AB: Era um desafio giro pedir ao [João] Fazenda para desenhar a Deolinda em 2016 para vermos o que ele ia imaginar para ela…
JPL: A personagem perdeu um bocadinho de preponderância, e a banda, em grupo e individualmente, ganhou-a. É natural, porque somos nós que andamos na estrada e as pessoas conhecem-nos. De início, a personagem ajudou-nos muito, era um conceito agregador.
Em dez anos a vossa música também ficou diferente. Ao início estavam mais colados ao fado.

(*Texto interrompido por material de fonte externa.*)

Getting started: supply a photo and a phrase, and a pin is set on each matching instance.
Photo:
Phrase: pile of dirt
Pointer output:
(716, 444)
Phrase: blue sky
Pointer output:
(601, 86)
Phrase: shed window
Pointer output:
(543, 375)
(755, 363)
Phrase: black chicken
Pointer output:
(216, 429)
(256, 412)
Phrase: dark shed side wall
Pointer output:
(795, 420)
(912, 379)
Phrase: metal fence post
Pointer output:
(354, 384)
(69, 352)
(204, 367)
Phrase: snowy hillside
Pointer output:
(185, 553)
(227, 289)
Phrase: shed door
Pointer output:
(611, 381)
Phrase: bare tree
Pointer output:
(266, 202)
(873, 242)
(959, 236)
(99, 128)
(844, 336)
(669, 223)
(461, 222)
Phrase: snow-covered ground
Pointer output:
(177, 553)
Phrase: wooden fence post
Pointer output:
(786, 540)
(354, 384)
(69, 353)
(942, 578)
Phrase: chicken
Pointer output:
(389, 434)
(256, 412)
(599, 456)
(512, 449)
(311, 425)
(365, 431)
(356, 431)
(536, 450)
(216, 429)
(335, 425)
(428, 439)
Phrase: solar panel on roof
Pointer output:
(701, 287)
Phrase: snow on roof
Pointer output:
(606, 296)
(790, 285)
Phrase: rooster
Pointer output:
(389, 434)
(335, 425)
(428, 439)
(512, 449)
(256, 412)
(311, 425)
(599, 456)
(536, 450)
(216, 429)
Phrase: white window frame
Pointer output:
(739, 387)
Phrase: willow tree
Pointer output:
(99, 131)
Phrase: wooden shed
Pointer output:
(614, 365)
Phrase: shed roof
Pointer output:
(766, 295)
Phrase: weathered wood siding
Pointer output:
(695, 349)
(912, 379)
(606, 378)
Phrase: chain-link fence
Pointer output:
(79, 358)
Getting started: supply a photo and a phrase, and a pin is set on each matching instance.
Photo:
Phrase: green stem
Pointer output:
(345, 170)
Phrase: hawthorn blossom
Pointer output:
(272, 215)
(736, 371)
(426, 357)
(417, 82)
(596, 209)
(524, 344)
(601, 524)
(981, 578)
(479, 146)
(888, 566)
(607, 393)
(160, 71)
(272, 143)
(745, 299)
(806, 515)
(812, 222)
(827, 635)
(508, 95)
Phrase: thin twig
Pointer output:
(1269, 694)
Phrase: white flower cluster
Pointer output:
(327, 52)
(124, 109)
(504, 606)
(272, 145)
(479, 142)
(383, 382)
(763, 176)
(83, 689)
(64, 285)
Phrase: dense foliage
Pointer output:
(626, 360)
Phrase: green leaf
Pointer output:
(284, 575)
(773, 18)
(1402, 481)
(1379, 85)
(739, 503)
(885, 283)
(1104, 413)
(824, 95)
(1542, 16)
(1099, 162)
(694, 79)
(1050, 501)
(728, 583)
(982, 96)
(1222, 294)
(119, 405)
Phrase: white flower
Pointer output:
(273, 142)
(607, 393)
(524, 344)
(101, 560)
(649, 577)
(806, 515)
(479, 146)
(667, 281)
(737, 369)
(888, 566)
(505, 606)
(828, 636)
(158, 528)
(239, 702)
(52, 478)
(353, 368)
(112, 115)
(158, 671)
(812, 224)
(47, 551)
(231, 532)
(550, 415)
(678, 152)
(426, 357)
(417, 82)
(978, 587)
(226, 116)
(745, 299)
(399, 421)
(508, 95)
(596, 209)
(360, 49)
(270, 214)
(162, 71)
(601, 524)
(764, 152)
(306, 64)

PSM: Lisboa já é muito diferente daquilo que a Deolinda cantou. O que pode ser a música popular feita pela Deolinda, hoje? Esse foi sempre o nosso fio condutor. É sempre um desafio.
JPL: Se calhar, a nossa distância ao fado mantém-se a mesma, mas no início puseram-nos ao lado do fado. Hoje em dia põem o fado ao nosso lado. Acabamos por estar em paralelo, sempre à mesma distância.
PSM: Estamos sempre a fugir ao fado, mas ele anda atrás de nós! [risos]
A vossa carreira também tem um lado internacional. Como corre essa aventura?
JPL: Já fomos a quase 30 países. A Europa toda, EUA, Canadá, México, Brasil. Este ano foi mais Bélgica e Espanha.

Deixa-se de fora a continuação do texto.